Picture of Wilson Rivera Gallego
CISE Lecture, Oct 31, 2013
by Wilson Rivera Gallego - Thursday, 14 November 2013, 7:51 PM


Title: "Using de-duplication to improve efficiency of data storage"
Dr. Emmanuel Arzuaga, Assistant Professor of the Electrical & Engineering Department, UPRM

Thursday, October 31st, 2013 (10:30AM), M-201


Data de-duplication is a technique to eliminate redundancy in stored data. For example, it is currently being used to improve storage utilization and reduce network data transfers. The de-duplication process consists of identifying unique chunks of data or byte patterns and storing them in the storage media. Future writes to the storage system are compared to the stored chunks and in the event of a match, the incoming chunk is classified as redundant and a small reference that points to the stored chunk is saved in its place. In this talk we will present examples of the use of this technology in storage media, virtualization and network infrastructure. We will then explain a content based chunking scheme along with a near duplicate detection mechanism that could be used in the implementation of a de-duplication tool.

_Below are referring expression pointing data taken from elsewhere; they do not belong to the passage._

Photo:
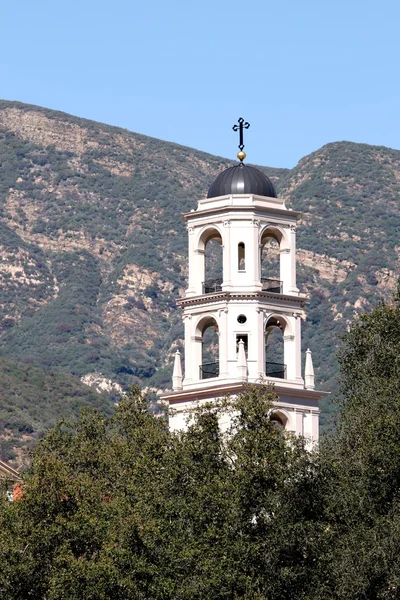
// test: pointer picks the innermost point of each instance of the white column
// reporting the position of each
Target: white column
(226, 256)
(293, 289)
(241, 367)
(309, 372)
(177, 372)
(299, 422)
(189, 349)
(223, 343)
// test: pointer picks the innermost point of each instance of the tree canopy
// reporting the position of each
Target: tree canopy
(121, 508)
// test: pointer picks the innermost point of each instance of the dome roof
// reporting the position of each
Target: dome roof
(241, 179)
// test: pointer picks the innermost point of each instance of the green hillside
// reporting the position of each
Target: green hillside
(32, 400)
(93, 247)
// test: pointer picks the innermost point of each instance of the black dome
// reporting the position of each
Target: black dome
(241, 179)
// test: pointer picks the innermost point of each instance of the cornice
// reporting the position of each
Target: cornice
(223, 210)
(297, 301)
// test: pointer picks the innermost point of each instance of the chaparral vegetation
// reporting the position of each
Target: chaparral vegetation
(120, 508)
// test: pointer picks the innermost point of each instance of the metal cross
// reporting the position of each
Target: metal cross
(242, 125)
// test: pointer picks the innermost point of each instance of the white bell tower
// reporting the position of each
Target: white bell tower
(242, 309)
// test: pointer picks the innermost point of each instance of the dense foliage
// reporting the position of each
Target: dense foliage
(33, 400)
(121, 508)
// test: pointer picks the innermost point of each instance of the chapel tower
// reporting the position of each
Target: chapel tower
(244, 326)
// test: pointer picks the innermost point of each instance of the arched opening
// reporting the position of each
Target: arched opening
(209, 349)
(241, 257)
(278, 420)
(274, 348)
(213, 266)
(270, 260)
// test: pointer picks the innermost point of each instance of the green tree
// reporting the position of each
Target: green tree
(121, 508)
(361, 463)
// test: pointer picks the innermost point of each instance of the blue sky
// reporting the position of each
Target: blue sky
(302, 72)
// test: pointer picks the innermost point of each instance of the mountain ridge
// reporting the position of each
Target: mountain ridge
(93, 247)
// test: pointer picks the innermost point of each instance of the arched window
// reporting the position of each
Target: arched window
(209, 350)
(274, 349)
(241, 257)
(213, 275)
(278, 420)
(270, 263)
(270, 260)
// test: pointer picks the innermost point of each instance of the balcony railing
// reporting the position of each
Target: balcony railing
(209, 370)
(271, 285)
(212, 285)
(277, 370)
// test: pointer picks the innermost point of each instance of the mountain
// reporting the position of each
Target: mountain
(93, 246)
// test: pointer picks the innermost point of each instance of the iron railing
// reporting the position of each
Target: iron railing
(209, 370)
(271, 285)
(212, 285)
(277, 370)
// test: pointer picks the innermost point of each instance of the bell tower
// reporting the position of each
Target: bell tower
(242, 326)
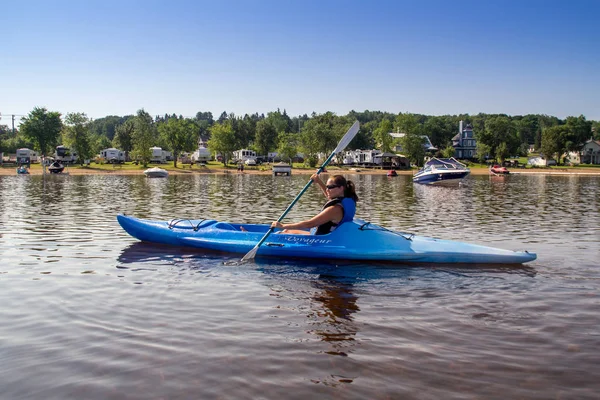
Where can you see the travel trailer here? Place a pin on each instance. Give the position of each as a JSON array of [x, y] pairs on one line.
[[362, 157], [159, 155], [202, 155], [26, 156], [64, 155], [113, 156]]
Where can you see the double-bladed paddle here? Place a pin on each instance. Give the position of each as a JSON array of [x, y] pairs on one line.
[[341, 146]]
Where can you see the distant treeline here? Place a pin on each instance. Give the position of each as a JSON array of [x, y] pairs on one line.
[[498, 135]]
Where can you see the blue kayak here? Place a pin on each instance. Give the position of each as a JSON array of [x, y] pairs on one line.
[[356, 240]]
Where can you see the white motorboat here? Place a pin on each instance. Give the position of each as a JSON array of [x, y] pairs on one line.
[[441, 170], [156, 172]]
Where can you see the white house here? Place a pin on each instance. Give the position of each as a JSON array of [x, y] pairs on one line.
[[426, 142], [590, 153]]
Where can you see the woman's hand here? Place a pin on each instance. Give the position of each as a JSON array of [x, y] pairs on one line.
[[277, 224]]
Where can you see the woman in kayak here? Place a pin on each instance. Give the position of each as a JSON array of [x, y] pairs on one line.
[[340, 208]]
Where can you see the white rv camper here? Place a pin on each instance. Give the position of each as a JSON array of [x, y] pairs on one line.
[[65, 155], [158, 155], [26, 156], [113, 156], [202, 155], [243, 155]]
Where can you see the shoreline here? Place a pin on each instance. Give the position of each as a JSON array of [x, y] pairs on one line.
[[7, 171]]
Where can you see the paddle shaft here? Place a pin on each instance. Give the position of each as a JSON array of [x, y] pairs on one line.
[[341, 146], [282, 216]]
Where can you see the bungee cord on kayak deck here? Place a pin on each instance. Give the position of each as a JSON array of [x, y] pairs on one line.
[[367, 226]]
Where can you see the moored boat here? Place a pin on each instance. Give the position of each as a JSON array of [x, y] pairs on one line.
[[498, 170], [56, 168], [355, 240], [441, 170], [156, 172], [22, 170]]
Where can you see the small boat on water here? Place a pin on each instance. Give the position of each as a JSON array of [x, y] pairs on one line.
[[354, 240], [22, 170], [498, 170], [156, 172], [56, 167], [441, 170]]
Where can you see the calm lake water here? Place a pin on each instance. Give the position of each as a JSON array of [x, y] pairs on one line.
[[87, 312]]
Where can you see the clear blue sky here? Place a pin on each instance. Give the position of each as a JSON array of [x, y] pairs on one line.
[[430, 57]]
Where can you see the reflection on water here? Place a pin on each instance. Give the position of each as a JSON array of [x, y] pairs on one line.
[[89, 312]]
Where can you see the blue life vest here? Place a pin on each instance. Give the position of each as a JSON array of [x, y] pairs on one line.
[[348, 209]]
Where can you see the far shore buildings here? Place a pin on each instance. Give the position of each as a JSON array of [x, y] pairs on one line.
[[464, 142]]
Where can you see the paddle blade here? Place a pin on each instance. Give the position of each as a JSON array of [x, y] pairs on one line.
[[251, 254], [345, 141]]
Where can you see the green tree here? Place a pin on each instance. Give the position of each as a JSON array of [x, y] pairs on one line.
[[413, 141], [76, 135], [554, 141], [124, 137], [483, 151], [266, 137], [143, 137], [498, 130], [42, 128], [383, 137], [179, 135], [406, 123], [448, 152], [222, 140], [321, 134], [580, 130], [288, 144], [413, 147]]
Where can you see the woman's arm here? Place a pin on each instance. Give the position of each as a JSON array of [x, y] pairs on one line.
[[315, 178], [334, 214]]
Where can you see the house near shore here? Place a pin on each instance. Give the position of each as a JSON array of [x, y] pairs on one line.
[[464, 142], [590, 153], [427, 145]]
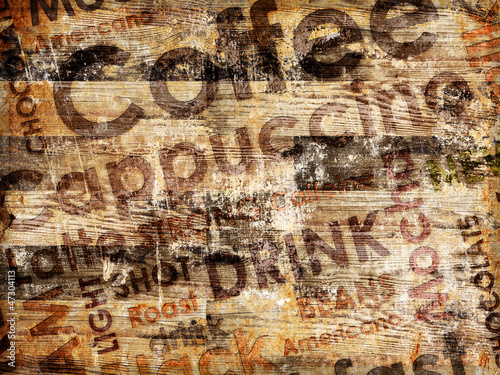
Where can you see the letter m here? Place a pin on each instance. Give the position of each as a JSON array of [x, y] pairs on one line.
[[59, 312], [439, 300], [50, 11]]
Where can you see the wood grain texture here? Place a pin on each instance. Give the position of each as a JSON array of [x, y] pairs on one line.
[[240, 187]]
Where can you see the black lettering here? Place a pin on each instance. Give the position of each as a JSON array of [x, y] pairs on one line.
[[89, 64], [381, 27]]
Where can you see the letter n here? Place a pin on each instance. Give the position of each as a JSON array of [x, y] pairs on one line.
[[439, 300]]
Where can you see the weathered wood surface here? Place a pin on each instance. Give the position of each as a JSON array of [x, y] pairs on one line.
[[232, 187]]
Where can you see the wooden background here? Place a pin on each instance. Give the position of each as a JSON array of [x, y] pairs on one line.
[[300, 187]]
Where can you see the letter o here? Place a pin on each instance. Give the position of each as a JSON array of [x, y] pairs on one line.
[[394, 324], [162, 69], [478, 279]]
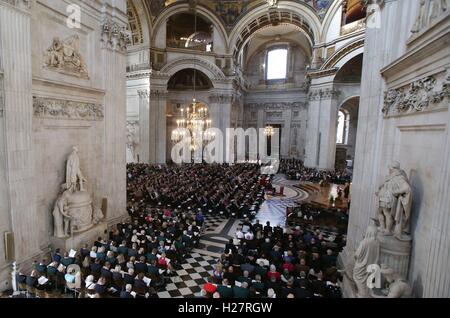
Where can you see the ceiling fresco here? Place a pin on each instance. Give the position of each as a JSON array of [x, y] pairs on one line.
[[230, 11]]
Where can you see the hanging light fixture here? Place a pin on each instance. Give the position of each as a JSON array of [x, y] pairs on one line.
[[269, 131], [195, 117]]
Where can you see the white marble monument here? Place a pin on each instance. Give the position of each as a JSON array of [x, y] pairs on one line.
[[74, 213]]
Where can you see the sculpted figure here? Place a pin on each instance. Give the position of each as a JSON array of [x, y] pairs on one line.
[[394, 198], [398, 287], [61, 218], [55, 54], [73, 172], [366, 254]]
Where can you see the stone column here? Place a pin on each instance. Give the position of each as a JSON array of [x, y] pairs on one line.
[[436, 280], [157, 126], [144, 125], [114, 40], [221, 115], [321, 132], [286, 133], [15, 55], [328, 128]]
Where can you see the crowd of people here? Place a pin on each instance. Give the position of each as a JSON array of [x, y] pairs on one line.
[[167, 207], [229, 190], [294, 169], [267, 262], [308, 213], [136, 260]]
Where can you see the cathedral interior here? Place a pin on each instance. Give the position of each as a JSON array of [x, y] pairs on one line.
[[225, 149]]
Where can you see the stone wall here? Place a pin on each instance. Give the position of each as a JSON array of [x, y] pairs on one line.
[[55, 99], [404, 117]]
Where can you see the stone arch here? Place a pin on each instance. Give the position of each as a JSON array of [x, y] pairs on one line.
[[141, 15], [213, 72], [344, 54], [183, 8], [327, 20], [299, 14]]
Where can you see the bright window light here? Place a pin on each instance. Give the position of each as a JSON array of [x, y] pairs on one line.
[[277, 64]]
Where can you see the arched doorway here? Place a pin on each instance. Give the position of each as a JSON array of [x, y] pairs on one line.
[[188, 92], [347, 125]]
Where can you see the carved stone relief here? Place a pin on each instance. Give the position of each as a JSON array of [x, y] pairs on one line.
[[63, 109], [418, 96], [64, 56], [132, 137], [429, 12], [323, 94], [114, 36]]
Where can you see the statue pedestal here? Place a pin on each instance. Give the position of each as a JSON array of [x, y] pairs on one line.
[[78, 240], [346, 263], [395, 254]]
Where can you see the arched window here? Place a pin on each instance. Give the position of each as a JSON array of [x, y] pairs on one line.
[[276, 65], [342, 128]]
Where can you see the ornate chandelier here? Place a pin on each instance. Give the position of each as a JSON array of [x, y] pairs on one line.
[[269, 131], [195, 119]]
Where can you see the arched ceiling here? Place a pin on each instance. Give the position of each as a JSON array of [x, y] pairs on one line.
[[231, 11], [280, 33]]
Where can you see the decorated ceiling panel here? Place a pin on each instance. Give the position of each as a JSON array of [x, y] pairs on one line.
[[230, 11]]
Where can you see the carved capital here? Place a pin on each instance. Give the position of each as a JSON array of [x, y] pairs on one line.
[[158, 94], [114, 36], [144, 93], [221, 99], [21, 4], [429, 12], [323, 94]]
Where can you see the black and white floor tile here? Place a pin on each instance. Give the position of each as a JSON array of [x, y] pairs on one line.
[[189, 280]]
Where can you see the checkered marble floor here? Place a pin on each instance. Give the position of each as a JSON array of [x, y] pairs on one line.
[[190, 279], [212, 222]]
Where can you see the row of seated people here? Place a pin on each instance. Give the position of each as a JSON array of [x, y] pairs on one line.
[[261, 263], [295, 170], [142, 253], [218, 189], [308, 213]]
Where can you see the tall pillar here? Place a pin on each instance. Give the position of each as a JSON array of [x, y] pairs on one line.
[[144, 125], [15, 55], [158, 126], [321, 133], [114, 59]]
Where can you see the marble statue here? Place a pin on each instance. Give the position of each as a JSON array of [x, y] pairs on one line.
[[65, 56], [366, 254], [395, 199], [73, 211], [398, 287], [74, 177], [61, 218]]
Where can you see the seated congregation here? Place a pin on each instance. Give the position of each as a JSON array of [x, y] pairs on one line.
[[267, 262], [168, 208]]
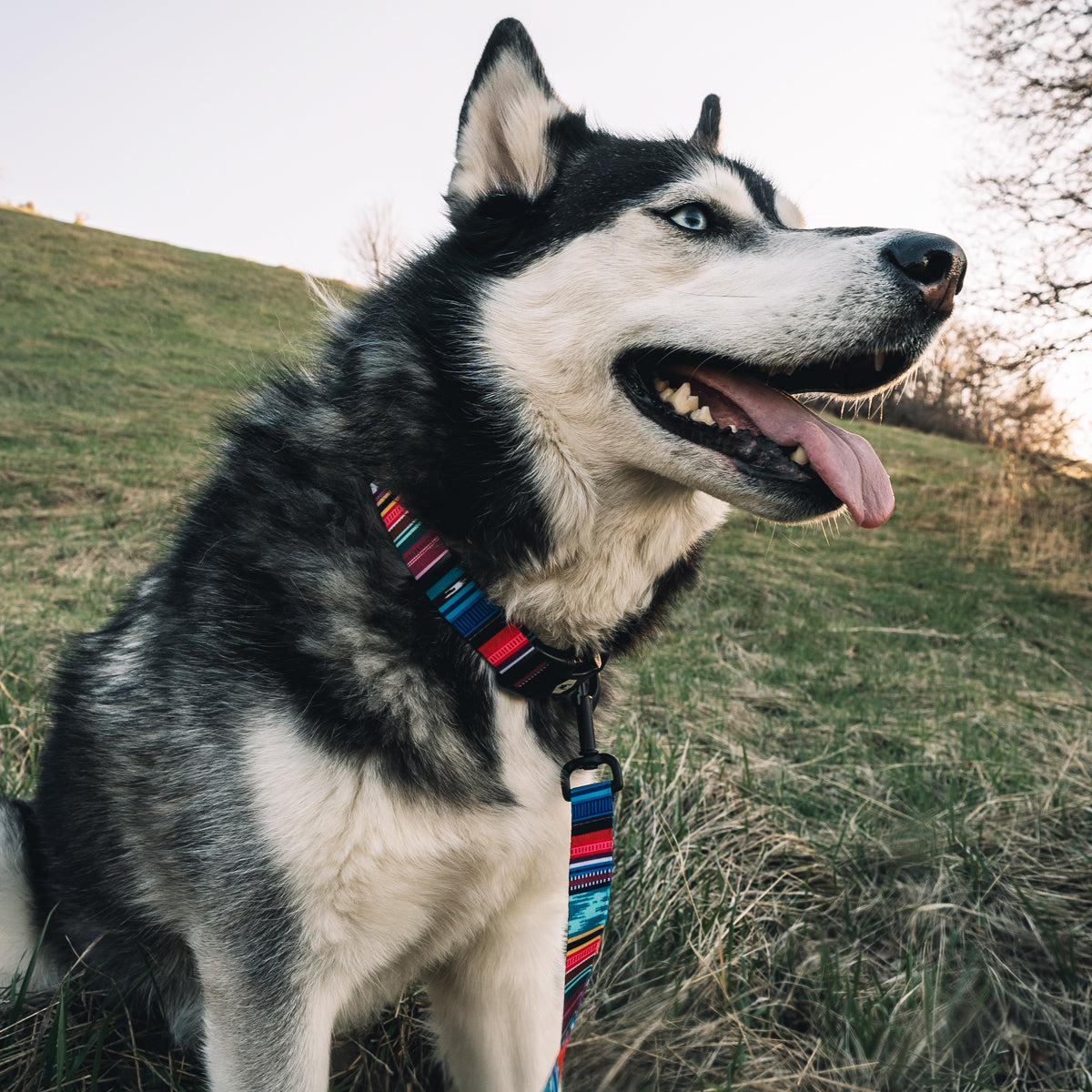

Emmanuel Arzuaga is an Assistant Professor at the Department of Electrical and Computer Engineering of the University of Puerto Rico at Mayaguez (UPRM). He obtained a PhD in Computer Engineering from the Department of Electrical and Computer Engineering at Northeastern University in Boston, MA. He received his BS and MS degrees both in Computer Engineering from UPRM. He worked for UPRM as a Software Developer for the Laboratory for Applied Remote Sensing and Image Processing (LARSIP).


His research interests include virtualization, cloud infrastructure, resource efficiency, I/O workload characterization and storage systems performance analysis, currently focused on modeling and understanding the I/O effect of enterprise server workloads in virtualized environments, with special attention to virtual machine migration and system power consumption. He has worked on modeling and analyzing the behavior of Storage Systems. His previous work was related with the development of Remote Sensing and Pattern Recognition related software.